Statement of Investment Principles (SIP): The SIP sets out the trustees’ policy for investing the Scheme’s assets. The trustees are responsible for preparing and maintaining this document, taking into account written investment advice from the appointed investment advisor and consulting the employer before any changes are made.

Statutory estimate of solvency: An estimate of the cost of discharging a scheme's liability to pay benefits through the purchase of insurance policies in respect of each member’s full benefit entitlement under the Scheme (unless the actuary considers that it is not practicable to make an estimate on this basis, in which case the estimate of solvency can be prepared on a basis that the actuary considers appropriate).

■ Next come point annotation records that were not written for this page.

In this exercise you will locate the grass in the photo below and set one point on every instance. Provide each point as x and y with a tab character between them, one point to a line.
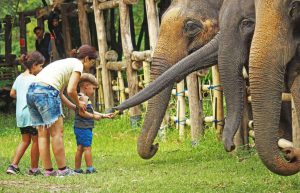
177	166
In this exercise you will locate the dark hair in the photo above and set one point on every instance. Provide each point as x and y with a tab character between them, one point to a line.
34	58
37	28
87	77
84	51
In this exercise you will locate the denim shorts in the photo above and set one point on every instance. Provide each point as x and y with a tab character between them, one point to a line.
83	136
28	130
44	104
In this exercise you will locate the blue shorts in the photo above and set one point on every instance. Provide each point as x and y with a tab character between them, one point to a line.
83	136
44	104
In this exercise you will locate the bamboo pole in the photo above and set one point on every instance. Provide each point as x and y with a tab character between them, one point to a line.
181	109
295	125
127	46
194	106
122	87
108	5
295	111
84	27
218	101
102	44
241	137
286	97
100	103
116	66
141	55
23	41
153	23
66	29
8	38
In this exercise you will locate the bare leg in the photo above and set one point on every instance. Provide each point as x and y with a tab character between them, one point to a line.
44	147
78	157
34	154
21	148
88	156
56	131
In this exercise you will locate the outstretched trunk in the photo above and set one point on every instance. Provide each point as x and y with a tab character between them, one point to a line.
231	66
157	106
202	58
270	52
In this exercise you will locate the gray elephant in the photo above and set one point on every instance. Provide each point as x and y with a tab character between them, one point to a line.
275	47
237	26
186	26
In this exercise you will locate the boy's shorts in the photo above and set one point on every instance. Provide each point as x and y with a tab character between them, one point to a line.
83	136
28	130
44	104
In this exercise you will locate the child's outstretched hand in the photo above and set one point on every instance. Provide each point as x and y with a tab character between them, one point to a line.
108	115
97	117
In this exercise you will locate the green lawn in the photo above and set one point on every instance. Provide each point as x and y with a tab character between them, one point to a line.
177	166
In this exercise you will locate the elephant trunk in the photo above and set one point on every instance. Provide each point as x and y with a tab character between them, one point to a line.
268	56
233	85
200	59
206	56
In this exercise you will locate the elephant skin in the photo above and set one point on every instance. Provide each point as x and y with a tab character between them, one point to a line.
186	26
274	52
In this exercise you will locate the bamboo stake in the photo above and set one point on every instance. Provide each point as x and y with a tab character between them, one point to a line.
218	101
194	106
122	87
84	28
181	109
66	29
153	22
108	5
295	125
102	44
286	97
132	77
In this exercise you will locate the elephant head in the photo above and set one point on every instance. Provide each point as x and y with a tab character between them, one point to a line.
237	22
274	45
186	26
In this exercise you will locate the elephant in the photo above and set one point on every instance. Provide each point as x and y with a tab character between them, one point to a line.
274	53
186	26
236	27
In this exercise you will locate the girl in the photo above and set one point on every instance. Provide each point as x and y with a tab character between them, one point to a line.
44	99
33	63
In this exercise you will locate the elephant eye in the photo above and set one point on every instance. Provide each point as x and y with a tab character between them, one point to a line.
192	28
295	10
247	25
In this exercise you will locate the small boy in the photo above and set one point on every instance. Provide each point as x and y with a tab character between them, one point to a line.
84	123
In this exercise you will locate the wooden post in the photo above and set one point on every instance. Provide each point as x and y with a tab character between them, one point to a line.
102	44
22	24
8	38
66	28
181	109
295	125
132	77
241	137
194	106
218	101
153	23
121	86
84	27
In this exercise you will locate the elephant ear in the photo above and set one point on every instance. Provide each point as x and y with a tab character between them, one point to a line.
294	11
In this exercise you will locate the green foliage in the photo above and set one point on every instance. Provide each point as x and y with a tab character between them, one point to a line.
177	166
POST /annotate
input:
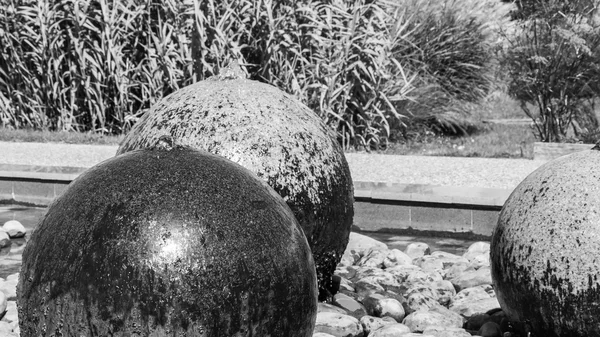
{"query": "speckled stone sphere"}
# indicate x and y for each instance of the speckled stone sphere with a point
(545, 250)
(167, 242)
(273, 135)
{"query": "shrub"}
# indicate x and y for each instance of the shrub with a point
(99, 64)
(450, 46)
(553, 63)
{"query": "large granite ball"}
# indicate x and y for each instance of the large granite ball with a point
(545, 250)
(167, 242)
(273, 135)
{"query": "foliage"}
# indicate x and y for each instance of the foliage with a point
(450, 45)
(553, 62)
(98, 65)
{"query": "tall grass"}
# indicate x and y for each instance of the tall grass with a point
(98, 65)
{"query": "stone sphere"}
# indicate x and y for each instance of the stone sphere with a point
(545, 250)
(167, 242)
(273, 135)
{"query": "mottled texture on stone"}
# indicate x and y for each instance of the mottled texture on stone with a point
(273, 135)
(167, 242)
(545, 249)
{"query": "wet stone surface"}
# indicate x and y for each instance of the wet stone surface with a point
(442, 307)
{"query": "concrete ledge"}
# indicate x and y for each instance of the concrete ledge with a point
(550, 151)
(388, 207)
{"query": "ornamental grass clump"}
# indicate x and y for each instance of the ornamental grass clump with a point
(98, 65)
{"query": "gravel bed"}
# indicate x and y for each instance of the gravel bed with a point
(441, 171)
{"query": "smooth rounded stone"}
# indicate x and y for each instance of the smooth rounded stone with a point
(158, 242)
(360, 244)
(12, 314)
(445, 291)
(338, 325)
(469, 295)
(417, 249)
(476, 321)
(454, 318)
(322, 334)
(386, 280)
(325, 307)
(476, 249)
(371, 323)
(481, 260)
(367, 285)
(6, 330)
(418, 321)
(14, 229)
(490, 329)
(347, 272)
(441, 331)
(428, 262)
(3, 303)
(472, 278)
(9, 287)
(401, 272)
(423, 276)
(391, 330)
(457, 269)
(349, 304)
(545, 247)
(420, 301)
(380, 306)
(448, 259)
(374, 258)
(272, 134)
(4, 239)
(476, 307)
(396, 257)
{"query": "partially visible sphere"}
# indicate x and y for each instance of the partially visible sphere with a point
(545, 250)
(167, 242)
(273, 135)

Statutory funding objective: To have sufficient and appropriate assets to cover the Scheme’s technical provisions.

Statutory priority order: The order in which the assets of a scheme must be applied in securing the benefits of different members in the event of it

being wound up. The order is consistent with the Pension Protection Fund (PPF) because benefits covered by the PPF are the highest priority class of defined benefit liabilities.

Summary funding statement: An update sent to members following the completion of each actuarial valuation or actuarial report informing them of the assessed financial position of the Scheme.

Technical provisions: The amount of assets required to make provision for the accrued liabilities of the scheme. The technical provisions are calculated using the method and assumptions set out in the Statement of Funding Principles.

Winding-up: This is a particular method of discharging a scheme's liability to pay benefits. It typically arises where the employer no longer provides financial support to it (for example if it becomes insolvent) and would usually involve using the scheme's assets to buy insurance policies that pay as much of the scheme's benefits as possible in accordance with the statutory priority order.